Our facility’s polydextrose models align with globally recognized food safety systems. Traceability runs through every shift, from the acceptance of incoming glucose hydrate drums to routine pathogen and allergen panels. Finished product lots leave with documentation suitable for review in any major market. We support clients through regulatory hurdles, supplying clean analytical records and detailed answers for labeling, nutritional claims, or allergen avoidance concerns.
Every new regulatory update—be it a labeling standard, a review of digestibility, or changes in fiber definitions—brings questions from partners. Our regulatory affairs staff continually participate in industry working groups, sending process updates and study results upstream to trade associations and down to our own supplier base. It’s a networked commitment that benefits customers at every link, from factories like ours to family kitchens.
Through nearly twenty years working with carbohydrate polymers, we’ve seen trends shift and markets realign. Plant-based food makers, weight management brands, and sports nutrition houses continue turning to polydextrose for its body, solubility, and low glycemic impact. As science catches up with consumer preference, tastes change—yet quality, traceability, and honest manufacturing don’t go out of style.
Improvements in daily operations continue: tighter packaging, faster lot release, and cleaner downstream handling. As new countries investigate the benefits of dietary fiber addition, we share our insights across languages and labeling regulations. Our support staff train partner factories; our R&D chemists troubleshoot unexpected formula quirks; our supply chain crew scrutinize every batch, so that customers receive a stable, reliable product every single time.

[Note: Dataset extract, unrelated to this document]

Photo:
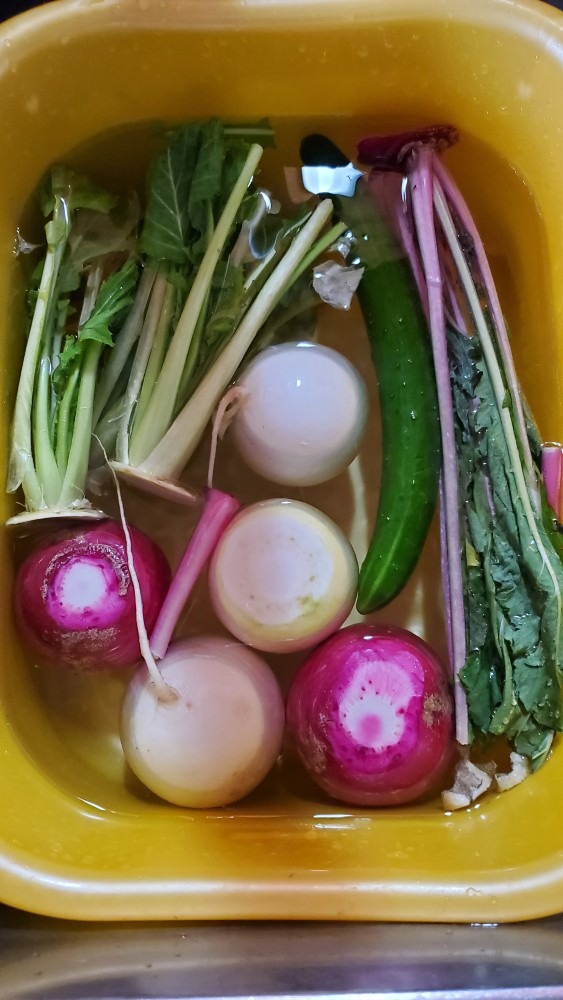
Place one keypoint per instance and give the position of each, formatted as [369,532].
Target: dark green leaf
[166,227]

Manufacturing polydextrose isn’t just about filling a market gap. It’s about supporting health-driven change, batch after batch and shipment after shipment. We’re proud of our history with this product and confident in its continued value to recipe creators on every level. The team spends long days making sure each lot earns trust—trust from retailers, from food scientists, and from the everyday consumers who reach for fiber-enriched, lower-calorie foods at the grocery store.